De i quali uno è, se si deve stimare che l'impedimento del mezzo possa esser bastante a por termine all'accelerazione a' corpi di materia gravissima, e grandissimi di mole, e di figura sferica; e dico sferica, per pigliar quella che è contenuta sotto la minima superficie, e però meno soggetta al ritardamento. Un altro sarà circa le vibrazioni de i pendoli, e questo ha più capi: l'uno è, se tutte, e grandi e mediocri e minime, si fanno veramente e precisamente sotto tempi eguali; ed un altro, qual sia la proporzione de i tempi de i mobili appesi a fili diseguali, de i tempi, dico, delle lor vibrazioni.
SALV. I quesiti son belli, e, sì come avviene di tutti i veri, dubito che trattandosi di qualsisia di loro, si tirerà dietro tante altre vere e curiose consequenze, che non so se l'avanzo di questo giorno ci basterà per discuterle tutte.
SAGR. S'elle saranno del sapore delle passate, più grato mi sarebbe l'impiegarvi tanti giorni, non che tante ore, quante restano sino a notte; e credo che il Sig. Simplicio non si ristuccherà di tali ragionamenti.
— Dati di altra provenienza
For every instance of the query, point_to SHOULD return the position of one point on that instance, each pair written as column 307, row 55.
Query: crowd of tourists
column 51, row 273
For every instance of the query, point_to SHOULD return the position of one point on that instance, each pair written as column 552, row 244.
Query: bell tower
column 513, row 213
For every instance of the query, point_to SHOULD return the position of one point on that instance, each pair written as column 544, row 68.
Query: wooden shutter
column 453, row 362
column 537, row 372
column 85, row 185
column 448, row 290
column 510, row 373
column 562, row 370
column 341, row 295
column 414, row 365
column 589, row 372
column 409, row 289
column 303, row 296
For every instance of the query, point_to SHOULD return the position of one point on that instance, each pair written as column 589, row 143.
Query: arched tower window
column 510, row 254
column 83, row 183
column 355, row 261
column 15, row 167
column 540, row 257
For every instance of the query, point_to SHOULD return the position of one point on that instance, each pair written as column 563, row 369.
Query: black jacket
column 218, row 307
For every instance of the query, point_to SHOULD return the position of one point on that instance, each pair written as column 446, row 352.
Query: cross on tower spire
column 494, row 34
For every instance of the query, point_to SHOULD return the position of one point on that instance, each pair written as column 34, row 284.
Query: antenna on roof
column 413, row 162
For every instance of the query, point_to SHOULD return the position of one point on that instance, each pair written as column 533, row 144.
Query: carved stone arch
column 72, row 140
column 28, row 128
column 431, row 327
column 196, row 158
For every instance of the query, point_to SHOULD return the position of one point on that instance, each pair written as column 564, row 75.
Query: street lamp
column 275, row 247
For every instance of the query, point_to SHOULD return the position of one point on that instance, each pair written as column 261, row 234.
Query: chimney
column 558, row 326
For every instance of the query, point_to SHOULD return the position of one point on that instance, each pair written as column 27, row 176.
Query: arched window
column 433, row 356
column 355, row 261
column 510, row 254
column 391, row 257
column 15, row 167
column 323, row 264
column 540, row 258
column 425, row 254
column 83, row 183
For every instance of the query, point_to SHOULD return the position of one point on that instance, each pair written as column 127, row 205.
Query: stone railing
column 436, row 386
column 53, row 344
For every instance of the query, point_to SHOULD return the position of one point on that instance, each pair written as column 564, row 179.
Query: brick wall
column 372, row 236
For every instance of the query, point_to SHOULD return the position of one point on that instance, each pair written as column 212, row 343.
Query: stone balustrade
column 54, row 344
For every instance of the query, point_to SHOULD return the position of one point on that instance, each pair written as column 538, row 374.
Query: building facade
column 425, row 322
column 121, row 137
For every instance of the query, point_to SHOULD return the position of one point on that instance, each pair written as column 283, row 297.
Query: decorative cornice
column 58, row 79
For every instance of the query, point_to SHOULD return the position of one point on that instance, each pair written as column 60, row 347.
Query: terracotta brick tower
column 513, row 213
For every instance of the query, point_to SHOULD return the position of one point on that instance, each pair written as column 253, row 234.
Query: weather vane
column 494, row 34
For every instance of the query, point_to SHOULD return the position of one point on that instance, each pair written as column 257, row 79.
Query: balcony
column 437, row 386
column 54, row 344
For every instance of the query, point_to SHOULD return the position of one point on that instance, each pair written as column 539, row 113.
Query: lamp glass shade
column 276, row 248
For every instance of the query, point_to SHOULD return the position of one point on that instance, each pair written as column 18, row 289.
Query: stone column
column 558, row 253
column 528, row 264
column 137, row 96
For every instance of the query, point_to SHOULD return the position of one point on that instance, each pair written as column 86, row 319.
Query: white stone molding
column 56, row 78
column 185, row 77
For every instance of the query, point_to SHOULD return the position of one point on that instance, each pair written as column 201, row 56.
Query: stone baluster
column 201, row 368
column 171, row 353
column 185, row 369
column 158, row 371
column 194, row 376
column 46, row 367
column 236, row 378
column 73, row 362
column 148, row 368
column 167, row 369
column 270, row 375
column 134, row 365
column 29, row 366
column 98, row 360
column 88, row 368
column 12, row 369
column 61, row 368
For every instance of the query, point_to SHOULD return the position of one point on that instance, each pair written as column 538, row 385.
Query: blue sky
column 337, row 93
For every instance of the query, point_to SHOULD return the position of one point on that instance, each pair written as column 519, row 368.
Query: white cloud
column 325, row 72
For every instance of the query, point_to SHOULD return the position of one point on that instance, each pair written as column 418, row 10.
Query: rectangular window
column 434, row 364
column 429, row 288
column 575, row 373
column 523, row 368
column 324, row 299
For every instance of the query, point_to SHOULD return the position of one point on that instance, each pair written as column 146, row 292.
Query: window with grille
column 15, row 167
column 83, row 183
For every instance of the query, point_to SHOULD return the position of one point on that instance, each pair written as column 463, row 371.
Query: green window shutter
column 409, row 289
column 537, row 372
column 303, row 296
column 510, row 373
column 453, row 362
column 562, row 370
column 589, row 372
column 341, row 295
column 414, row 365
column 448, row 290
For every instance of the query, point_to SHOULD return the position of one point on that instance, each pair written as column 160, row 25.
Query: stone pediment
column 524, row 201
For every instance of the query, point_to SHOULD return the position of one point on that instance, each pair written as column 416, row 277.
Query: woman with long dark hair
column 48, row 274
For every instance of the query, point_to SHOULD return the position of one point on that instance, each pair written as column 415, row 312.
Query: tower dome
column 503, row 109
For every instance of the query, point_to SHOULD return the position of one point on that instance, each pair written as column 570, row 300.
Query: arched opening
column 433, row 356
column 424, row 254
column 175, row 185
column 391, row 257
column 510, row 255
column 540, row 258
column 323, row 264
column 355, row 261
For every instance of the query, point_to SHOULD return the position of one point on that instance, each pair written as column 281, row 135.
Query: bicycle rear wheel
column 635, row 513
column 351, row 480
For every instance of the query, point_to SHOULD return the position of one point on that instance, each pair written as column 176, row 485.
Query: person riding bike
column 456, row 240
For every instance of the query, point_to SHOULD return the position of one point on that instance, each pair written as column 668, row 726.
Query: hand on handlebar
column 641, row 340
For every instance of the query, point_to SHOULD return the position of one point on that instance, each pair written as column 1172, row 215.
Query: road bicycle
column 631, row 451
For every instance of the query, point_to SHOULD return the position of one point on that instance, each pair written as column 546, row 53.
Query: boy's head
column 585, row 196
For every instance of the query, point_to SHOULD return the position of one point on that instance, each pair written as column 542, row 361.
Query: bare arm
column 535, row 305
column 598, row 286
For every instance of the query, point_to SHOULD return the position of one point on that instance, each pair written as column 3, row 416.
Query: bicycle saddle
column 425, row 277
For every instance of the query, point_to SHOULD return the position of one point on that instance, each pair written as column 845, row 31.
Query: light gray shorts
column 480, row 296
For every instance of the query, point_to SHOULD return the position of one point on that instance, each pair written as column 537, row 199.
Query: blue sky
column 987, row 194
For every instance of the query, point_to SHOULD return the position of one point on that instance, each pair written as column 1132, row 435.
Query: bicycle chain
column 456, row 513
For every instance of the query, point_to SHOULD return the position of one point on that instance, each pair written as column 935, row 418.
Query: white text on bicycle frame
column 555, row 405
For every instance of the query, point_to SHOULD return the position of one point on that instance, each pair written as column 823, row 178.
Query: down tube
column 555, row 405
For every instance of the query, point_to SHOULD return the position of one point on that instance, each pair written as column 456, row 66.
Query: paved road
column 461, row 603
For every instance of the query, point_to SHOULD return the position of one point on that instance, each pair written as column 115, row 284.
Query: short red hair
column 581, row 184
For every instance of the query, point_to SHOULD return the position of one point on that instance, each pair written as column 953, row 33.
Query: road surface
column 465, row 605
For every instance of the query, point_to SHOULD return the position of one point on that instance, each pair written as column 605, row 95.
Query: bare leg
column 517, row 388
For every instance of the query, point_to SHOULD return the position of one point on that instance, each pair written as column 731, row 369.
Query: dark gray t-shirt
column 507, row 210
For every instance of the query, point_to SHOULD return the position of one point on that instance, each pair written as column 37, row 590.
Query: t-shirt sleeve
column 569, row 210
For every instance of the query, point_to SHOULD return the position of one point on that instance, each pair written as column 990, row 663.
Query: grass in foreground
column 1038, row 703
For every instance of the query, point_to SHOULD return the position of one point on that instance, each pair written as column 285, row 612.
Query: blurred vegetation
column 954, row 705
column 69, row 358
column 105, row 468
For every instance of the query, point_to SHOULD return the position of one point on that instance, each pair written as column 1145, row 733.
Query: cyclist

SIMP. Sicuramente no, e massime quando si trattano quistioni naturali intorno alle quali non si leggono opinioni o discorsi d'altri filosofi.
SALV. Vengo dunque alla prima, affermando senza veruna dubitazione, non essere sfera sì grande, né di materia sì grave, che la renitenza del mezzo, ancor che tenuissimo, non raffreni la sua accelerazione, e che nella continuazion del moto non lo riduca all'equabilità: di che possiamo ritrar molto chiaro argomento dall'esperienza stessa.